3冊シリーズがあるが、最初に発刊されている「しぐさ」の心理学1冊読めばよいような気がする。ほかの2冊は、だいたい1冊目の情報をベースにして加筆したくらいの本だった。もし、まだ読んでいなければ「しぐさ」の心理学は、読んで損なしだ。この本は手元に置いておいて、時折、参照するのが良いかもしれない。
体で最も正直な部分
FBI捜査官が注目する体のパーツ。その人の本音が出る部分とはどこだろうか。最近、見たドキュメンタリー(参考:BS世界のドキュメンタリー「ウソについての本当の話」)でも表情に注目していたので、やはり顔か目だろうかと思っていたのだが、全然違った。
「ボディ・ランゲージを読み取ろうとするとき、相手の顔から観察を始め、上から下へと焦点を移動させていく人が多い。ところが、虚勢を張って本心を隠すために一番よく利用されるのが顔だ。だから私のアプローチはまったく逆になる。FBIで無数の事情徴取をこなしてきた私は、最初に容疑者の足と脚に注目し、そこから少しずつ観察の対象を上に移していって、最後に顔の表情を読み取ることを覚えた。正直さという点について言うなら、足から頭に移るにつれて誠実さは薄れていく。」(P66)
FBI捜査官が教える「しぐさ」の心理学 (河出文庫) (日本語) 文庫 – 2012/12/5
ジョー ナヴァロ (著), マーヴィン カーリンズ (著), 西田 美緒子 (翻訳)

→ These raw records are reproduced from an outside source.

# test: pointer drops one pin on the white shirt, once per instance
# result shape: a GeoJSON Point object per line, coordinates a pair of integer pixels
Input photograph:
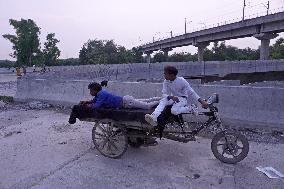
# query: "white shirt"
{"type": "Point", "coordinates": [178, 87]}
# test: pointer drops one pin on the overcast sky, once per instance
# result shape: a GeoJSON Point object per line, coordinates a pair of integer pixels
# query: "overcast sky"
{"type": "Point", "coordinates": [128, 22]}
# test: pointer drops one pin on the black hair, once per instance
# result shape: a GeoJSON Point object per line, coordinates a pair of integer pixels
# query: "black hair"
{"type": "Point", "coordinates": [171, 70]}
{"type": "Point", "coordinates": [95, 86]}
{"type": "Point", "coordinates": [104, 83]}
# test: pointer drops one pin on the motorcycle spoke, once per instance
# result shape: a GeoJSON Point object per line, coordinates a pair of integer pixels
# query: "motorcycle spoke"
{"type": "Point", "coordinates": [100, 134]}
{"type": "Point", "coordinates": [221, 144]}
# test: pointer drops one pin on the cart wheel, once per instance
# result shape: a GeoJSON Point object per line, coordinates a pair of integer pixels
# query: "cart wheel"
{"type": "Point", "coordinates": [229, 147]}
{"type": "Point", "coordinates": [109, 140]}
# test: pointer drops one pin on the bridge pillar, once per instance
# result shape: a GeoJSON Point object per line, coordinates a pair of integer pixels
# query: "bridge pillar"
{"type": "Point", "coordinates": [201, 47]}
{"type": "Point", "coordinates": [166, 52]}
{"type": "Point", "coordinates": [264, 47]}
{"type": "Point", "coordinates": [148, 56]}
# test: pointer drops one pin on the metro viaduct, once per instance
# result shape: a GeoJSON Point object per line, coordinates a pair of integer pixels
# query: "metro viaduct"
{"type": "Point", "coordinates": [262, 28]}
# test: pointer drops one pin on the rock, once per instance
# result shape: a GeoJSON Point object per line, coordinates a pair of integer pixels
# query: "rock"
{"type": "Point", "coordinates": [2, 104]}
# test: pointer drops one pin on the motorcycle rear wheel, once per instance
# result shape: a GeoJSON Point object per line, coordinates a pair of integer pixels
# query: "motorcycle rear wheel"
{"type": "Point", "coordinates": [230, 147]}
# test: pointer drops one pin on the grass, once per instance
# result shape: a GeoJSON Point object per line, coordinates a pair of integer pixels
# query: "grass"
{"type": "Point", "coordinates": [6, 99]}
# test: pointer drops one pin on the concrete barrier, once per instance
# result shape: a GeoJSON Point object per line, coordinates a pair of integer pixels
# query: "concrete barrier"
{"type": "Point", "coordinates": [138, 71]}
{"type": "Point", "coordinates": [240, 104]}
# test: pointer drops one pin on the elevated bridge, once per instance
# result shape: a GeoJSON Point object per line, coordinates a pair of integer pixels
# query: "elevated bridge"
{"type": "Point", "coordinates": [263, 28]}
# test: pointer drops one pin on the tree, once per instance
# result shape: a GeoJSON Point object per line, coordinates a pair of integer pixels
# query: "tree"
{"type": "Point", "coordinates": [159, 57]}
{"type": "Point", "coordinates": [26, 43]}
{"type": "Point", "coordinates": [277, 50]}
{"type": "Point", "coordinates": [51, 51]}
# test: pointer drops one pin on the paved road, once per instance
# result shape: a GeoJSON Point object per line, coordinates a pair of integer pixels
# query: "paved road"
{"type": "Point", "coordinates": [39, 150]}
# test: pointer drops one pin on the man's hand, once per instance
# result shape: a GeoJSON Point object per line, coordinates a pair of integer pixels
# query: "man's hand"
{"type": "Point", "coordinates": [174, 98]}
{"type": "Point", "coordinates": [203, 103]}
{"type": "Point", "coordinates": [84, 102]}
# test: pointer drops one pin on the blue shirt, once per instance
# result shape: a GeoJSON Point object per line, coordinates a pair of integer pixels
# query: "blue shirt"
{"type": "Point", "coordinates": [104, 99]}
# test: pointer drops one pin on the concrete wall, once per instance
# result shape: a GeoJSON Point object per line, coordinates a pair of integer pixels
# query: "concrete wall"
{"type": "Point", "coordinates": [154, 71]}
{"type": "Point", "coordinates": [256, 105]}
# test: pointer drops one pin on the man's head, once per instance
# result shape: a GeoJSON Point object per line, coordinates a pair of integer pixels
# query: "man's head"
{"type": "Point", "coordinates": [170, 73]}
{"type": "Point", "coordinates": [94, 88]}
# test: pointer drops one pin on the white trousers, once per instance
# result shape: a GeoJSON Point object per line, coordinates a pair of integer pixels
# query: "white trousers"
{"type": "Point", "coordinates": [177, 108]}
{"type": "Point", "coordinates": [131, 102]}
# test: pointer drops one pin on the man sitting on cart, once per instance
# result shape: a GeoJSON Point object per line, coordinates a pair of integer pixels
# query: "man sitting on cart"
{"type": "Point", "coordinates": [104, 99]}
{"type": "Point", "coordinates": [175, 93]}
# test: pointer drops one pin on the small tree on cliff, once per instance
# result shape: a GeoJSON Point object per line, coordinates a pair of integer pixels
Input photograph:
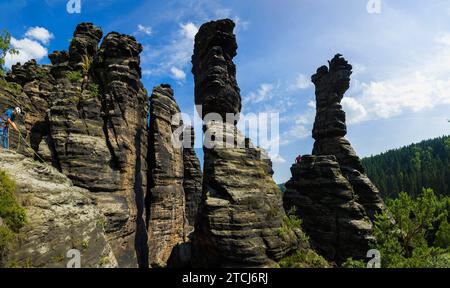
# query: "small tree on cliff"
{"type": "Point", "coordinates": [5, 49]}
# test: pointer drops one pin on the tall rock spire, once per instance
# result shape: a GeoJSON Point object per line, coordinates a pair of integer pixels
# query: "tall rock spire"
{"type": "Point", "coordinates": [330, 128]}
{"type": "Point", "coordinates": [329, 190]}
{"type": "Point", "coordinates": [166, 217]}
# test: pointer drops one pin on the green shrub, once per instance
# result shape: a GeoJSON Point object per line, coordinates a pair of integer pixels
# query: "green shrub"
{"type": "Point", "coordinates": [94, 89]}
{"type": "Point", "coordinates": [11, 87]}
{"type": "Point", "coordinates": [351, 263]}
{"type": "Point", "coordinates": [304, 258]}
{"type": "Point", "coordinates": [443, 235]}
{"type": "Point", "coordinates": [74, 76]}
{"type": "Point", "coordinates": [12, 214]}
{"type": "Point", "coordinates": [404, 243]}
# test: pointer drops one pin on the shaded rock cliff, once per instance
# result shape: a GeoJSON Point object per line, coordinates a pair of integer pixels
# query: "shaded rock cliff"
{"type": "Point", "coordinates": [330, 128]}
{"type": "Point", "coordinates": [325, 201]}
{"type": "Point", "coordinates": [241, 209]}
{"type": "Point", "coordinates": [87, 115]}
{"type": "Point", "coordinates": [329, 190]}
{"type": "Point", "coordinates": [166, 216]}
{"type": "Point", "coordinates": [192, 181]}
{"type": "Point", "coordinates": [60, 217]}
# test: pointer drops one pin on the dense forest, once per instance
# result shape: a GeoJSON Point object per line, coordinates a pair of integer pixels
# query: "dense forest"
{"type": "Point", "coordinates": [411, 168]}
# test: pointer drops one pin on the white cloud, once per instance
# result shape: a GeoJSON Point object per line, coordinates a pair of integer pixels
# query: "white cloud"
{"type": "Point", "coordinates": [294, 133]}
{"type": "Point", "coordinates": [277, 158]}
{"type": "Point", "coordinates": [40, 34]}
{"type": "Point", "coordinates": [424, 84]}
{"type": "Point", "coordinates": [177, 73]}
{"type": "Point", "coordinates": [443, 39]}
{"type": "Point", "coordinates": [27, 49]}
{"type": "Point", "coordinates": [30, 47]}
{"type": "Point", "coordinates": [145, 29]}
{"type": "Point", "coordinates": [172, 58]}
{"type": "Point", "coordinates": [301, 82]}
{"type": "Point", "coordinates": [189, 30]}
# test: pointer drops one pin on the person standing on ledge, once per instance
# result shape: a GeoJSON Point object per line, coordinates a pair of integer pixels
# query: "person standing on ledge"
{"type": "Point", "coordinates": [8, 118]}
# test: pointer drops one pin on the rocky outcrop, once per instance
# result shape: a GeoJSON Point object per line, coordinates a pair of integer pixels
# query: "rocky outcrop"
{"type": "Point", "coordinates": [60, 217]}
{"type": "Point", "coordinates": [325, 201]}
{"type": "Point", "coordinates": [166, 217]}
{"type": "Point", "coordinates": [192, 181]}
{"type": "Point", "coordinates": [241, 210]}
{"type": "Point", "coordinates": [330, 128]}
{"type": "Point", "coordinates": [216, 88]}
{"type": "Point", "coordinates": [87, 115]}
{"type": "Point", "coordinates": [329, 190]}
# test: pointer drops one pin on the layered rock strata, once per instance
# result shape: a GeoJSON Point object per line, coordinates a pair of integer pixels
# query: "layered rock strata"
{"type": "Point", "coordinates": [241, 212]}
{"type": "Point", "coordinates": [166, 216]}
{"type": "Point", "coordinates": [87, 115]}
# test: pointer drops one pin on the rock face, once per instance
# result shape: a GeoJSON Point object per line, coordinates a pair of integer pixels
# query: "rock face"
{"type": "Point", "coordinates": [60, 216]}
{"type": "Point", "coordinates": [166, 217]}
{"type": "Point", "coordinates": [87, 115]}
{"type": "Point", "coordinates": [241, 210]}
{"type": "Point", "coordinates": [192, 181]}
{"type": "Point", "coordinates": [329, 190]}
{"type": "Point", "coordinates": [325, 201]}
{"type": "Point", "coordinates": [216, 88]}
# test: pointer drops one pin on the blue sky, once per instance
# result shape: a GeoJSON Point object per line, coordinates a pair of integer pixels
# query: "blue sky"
{"type": "Point", "coordinates": [400, 87]}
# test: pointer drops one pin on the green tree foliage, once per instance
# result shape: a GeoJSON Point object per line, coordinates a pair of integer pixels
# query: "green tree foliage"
{"type": "Point", "coordinates": [415, 232]}
{"type": "Point", "coordinates": [12, 215]}
{"type": "Point", "coordinates": [426, 164]}
{"type": "Point", "coordinates": [5, 48]}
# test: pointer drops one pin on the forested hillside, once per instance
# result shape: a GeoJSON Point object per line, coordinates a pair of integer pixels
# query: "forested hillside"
{"type": "Point", "coordinates": [411, 168]}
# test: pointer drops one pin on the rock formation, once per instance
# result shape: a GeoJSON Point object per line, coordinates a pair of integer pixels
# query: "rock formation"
{"type": "Point", "coordinates": [329, 190]}
{"type": "Point", "coordinates": [60, 217]}
{"type": "Point", "coordinates": [330, 128]}
{"type": "Point", "coordinates": [325, 201]}
{"type": "Point", "coordinates": [241, 210]}
{"type": "Point", "coordinates": [192, 181]}
{"type": "Point", "coordinates": [166, 217]}
{"type": "Point", "coordinates": [87, 115]}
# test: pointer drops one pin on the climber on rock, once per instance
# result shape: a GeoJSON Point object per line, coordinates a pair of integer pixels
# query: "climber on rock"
{"type": "Point", "coordinates": [8, 118]}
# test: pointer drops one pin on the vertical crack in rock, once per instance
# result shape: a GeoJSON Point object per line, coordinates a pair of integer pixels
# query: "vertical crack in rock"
{"type": "Point", "coordinates": [166, 218]}
{"type": "Point", "coordinates": [192, 181]}
{"type": "Point", "coordinates": [241, 213]}
{"type": "Point", "coordinates": [329, 190]}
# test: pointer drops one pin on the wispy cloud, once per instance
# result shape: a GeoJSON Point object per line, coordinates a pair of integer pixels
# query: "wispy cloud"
{"type": "Point", "coordinates": [147, 30]}
{"type": "Point", "coordinates": [172, 58]}
{"type": "Point", "coordinates": [29, 47]}
{"type": "Point", "coordinates": [40, 34]}
{"type": "Point", "coordinates": [424, 84]}
{"type": "Point", "coordinates": [178, 74]}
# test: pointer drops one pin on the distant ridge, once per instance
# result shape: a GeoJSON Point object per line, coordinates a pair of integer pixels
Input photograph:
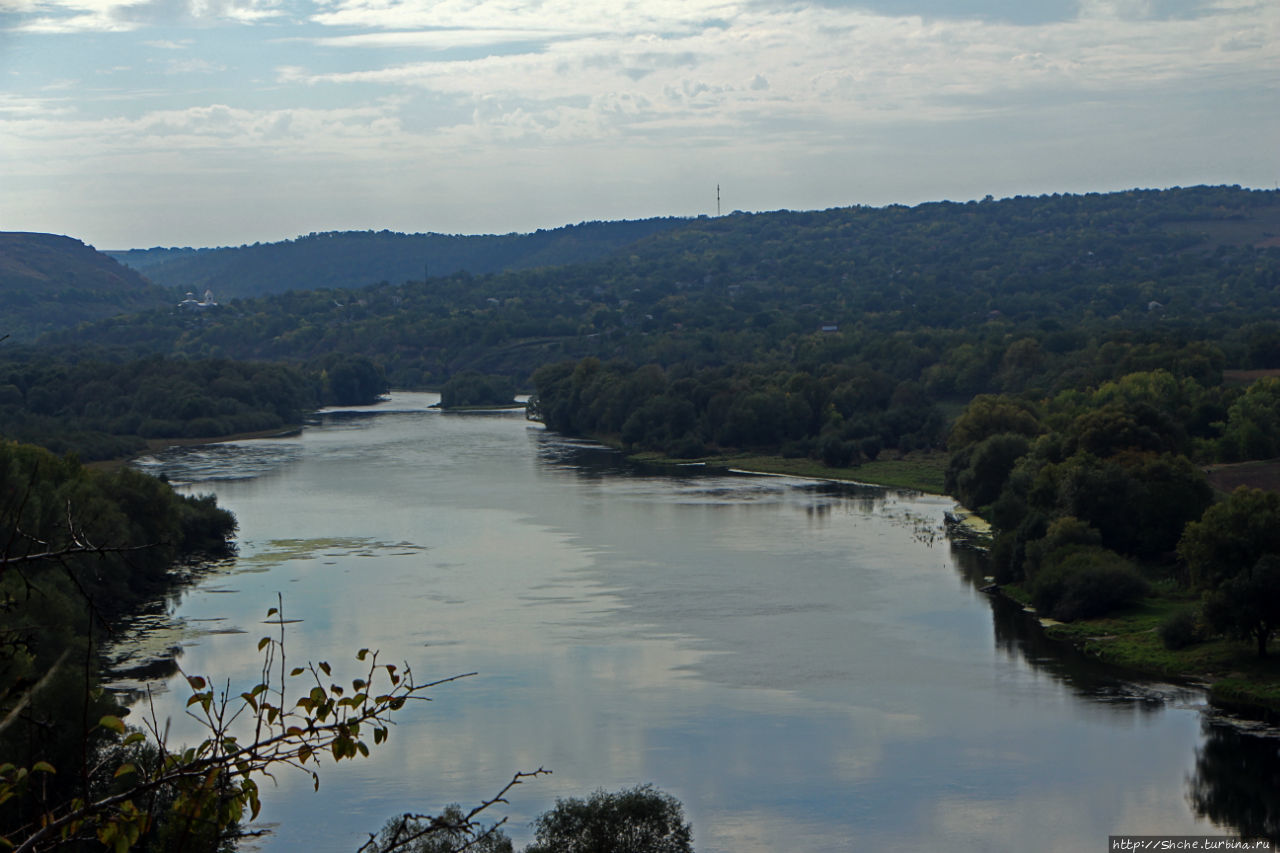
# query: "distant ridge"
{"type": "Point", "coordinates": [360, 258]}
{"type": "Point", "coordinates": [53, 282]}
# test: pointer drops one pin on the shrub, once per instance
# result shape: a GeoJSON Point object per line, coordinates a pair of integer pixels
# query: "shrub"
{"type": "Point", "coordinates": [636, 820]}
{"type": "Point", "coordinates": [1082, 582]}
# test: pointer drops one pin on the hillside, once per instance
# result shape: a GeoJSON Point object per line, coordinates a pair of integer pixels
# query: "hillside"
{"type": "Point", "coordinates": [356, 259]}
{"type": "Point", "coordinates": [51, 282]}
{"type": "Point", "coordinates": [941, 287]}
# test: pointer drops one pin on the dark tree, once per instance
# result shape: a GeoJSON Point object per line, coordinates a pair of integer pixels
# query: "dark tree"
{"type": "Point", "coordinates": [636, 820]}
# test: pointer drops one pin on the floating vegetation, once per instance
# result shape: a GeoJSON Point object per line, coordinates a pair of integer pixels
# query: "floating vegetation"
{"type": "Point", "coordinates": [280, 551]}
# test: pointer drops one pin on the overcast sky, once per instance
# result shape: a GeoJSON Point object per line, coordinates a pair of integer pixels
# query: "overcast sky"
{"type": "Point", "coordinates": [136, 123]}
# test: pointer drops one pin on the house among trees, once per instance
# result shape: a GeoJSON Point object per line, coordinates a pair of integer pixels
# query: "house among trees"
{"type": "Point", "coordinates": [192, 304]}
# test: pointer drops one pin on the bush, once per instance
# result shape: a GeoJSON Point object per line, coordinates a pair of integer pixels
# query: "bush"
{"type": "Point", "coordinates": [636, 820]}
{"type": "Point", "coordinates": [446, 834]}
{"type": "Point", "coordinates": [1179, 630]}
{"type": "Point", "coordinates": [1082, 582]}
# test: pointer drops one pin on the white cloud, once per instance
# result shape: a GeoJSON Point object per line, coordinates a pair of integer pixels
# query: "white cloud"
{"type": "Point", "coordinates": [721, 65]}
{"type": "Point", "coordinates": [67, 17]}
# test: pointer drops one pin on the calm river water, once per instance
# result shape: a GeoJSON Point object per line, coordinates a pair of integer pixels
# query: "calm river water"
{"type": "Point", "coordinates": [805, 666]}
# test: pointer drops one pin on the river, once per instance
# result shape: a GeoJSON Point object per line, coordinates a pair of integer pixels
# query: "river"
{"type": "Point", "coordinates": [807, 666]}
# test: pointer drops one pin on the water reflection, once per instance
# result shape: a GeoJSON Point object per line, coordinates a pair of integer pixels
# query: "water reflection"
{"type": "Point", "coordinates": [803, 664]}
{"type": "Point", "coordinates": [1237, 781]}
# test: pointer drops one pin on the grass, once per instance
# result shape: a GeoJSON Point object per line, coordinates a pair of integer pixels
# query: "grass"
{"type": "Point", "coordinates": [918, 470]}
{"type": "Point", "coordinates": [1130, 639]}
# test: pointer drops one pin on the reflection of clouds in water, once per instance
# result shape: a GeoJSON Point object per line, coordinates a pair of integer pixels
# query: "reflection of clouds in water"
{"type": "Point", "coordinates": [780, 653]}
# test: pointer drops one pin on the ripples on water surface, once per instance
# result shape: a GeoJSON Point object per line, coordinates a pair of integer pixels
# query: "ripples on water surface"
{"type": "Point", "coordinates": [805, 666]}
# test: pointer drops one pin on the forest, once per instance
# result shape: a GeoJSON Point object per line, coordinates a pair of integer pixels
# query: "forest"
{"type": "Point", "coordinates": [1086, 366]}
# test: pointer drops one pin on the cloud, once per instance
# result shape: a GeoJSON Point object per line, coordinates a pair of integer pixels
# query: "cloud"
{"type": "Point", "coordinates": [67, 17]}
{"type": "Point", "coordinates": [728, 68]}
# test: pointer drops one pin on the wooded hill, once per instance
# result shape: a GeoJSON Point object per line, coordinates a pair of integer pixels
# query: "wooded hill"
{"type": "Point", "coordinates": [50, 282]}
{"type": "Point", "coordinates": [944, 288]}
{"type": "Point", "coordinates": [353, 259]}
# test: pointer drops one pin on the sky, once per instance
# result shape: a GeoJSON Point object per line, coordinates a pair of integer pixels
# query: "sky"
{"type": "Point", "coordinates": [138, 123]}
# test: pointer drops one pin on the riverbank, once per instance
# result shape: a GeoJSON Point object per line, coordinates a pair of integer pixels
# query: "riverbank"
{"type": "Point", "coordinates": [1237, 679]}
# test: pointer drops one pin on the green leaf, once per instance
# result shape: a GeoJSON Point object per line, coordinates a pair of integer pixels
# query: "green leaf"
{"type": "Point", "coordinates": [113, 723]}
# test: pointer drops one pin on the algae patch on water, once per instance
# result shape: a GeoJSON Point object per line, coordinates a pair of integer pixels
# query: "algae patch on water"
{"type": "Point", "coordinates": [277, 552]}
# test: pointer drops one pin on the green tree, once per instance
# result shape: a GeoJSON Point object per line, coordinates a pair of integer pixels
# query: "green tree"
{"type": "Point", "coordinates": [1248, 605]}
{"type": "Point", "coordinates": [1232, 536]}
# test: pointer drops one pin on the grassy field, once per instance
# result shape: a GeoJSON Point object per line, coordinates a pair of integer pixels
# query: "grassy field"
{"type": "Point", "coordinates": [918, 470]}
{"type": "Point", "coordinates": [1260, 475]}
{"type": "Point", "coordinates": [1237, 678]}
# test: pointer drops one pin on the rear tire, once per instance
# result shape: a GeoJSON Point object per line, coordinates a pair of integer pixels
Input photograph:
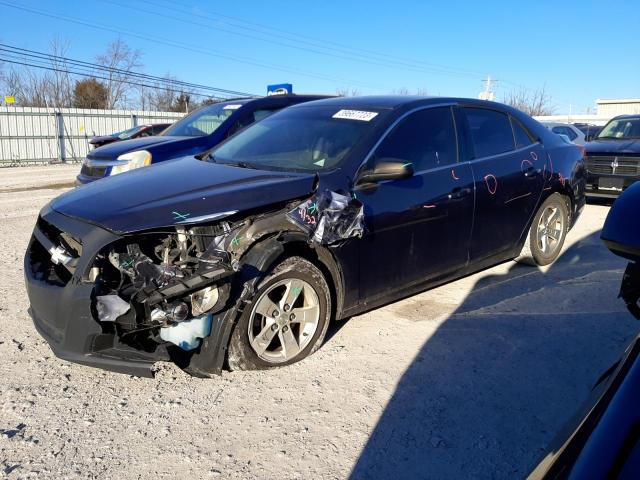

実は、人の感情は足・脚に出るのだという。著者は、ポーカーでラッキーなカードをそろえたプレーヤーの脚が「踊っている」のを見たと述べている。ポーカーフェイスと言われるように、顔の表情は意識でかなりコントロールできるが、足の動きは意識しない(ことが多い)ので、そこに感情が出てくる。
例えば、足の向きは、話している相手に好意があるのか、遠ざかりたいと思っているのかを明らかにする。両足を開いて立つのは縄張りの主張だ。足を交差して、不安定な状態で立つのは心を許している証拠。足の組み方ひとつで、相手との間に壁を作りたいと思っているのか、心を開いているのかも分かる。本人も意識していない(かもしれない)こうした足・脚の動きは、本音を読み取るヒントになる。
このことを考えると、今、オンライン会議が主なコミュニケーション手段になっている人は、なかなか相手の本音を感じ取りづらいと言えそうだ。情報を得る手段は、ほとんど表情しかない。人間は対面している時、体全体でコミュニケーションをしているのだから、オンラインコミュニケーションには欠けているところがあるのだと、初めて実感した。知見が広がったことに感謝したい。
自信のあるポーズ・自信のないポーズ
もう一つ、自分に関しての発見があった。それは、人が自信のある時にするポーズや、自信のない時にするポーズだ。例えば、話している時に、手指を突き合わせる「尖塔のポーズ」は自信がある人が、使うハンドサインだ。アメリカの大統領や演説家がよくやる動きだなぁ。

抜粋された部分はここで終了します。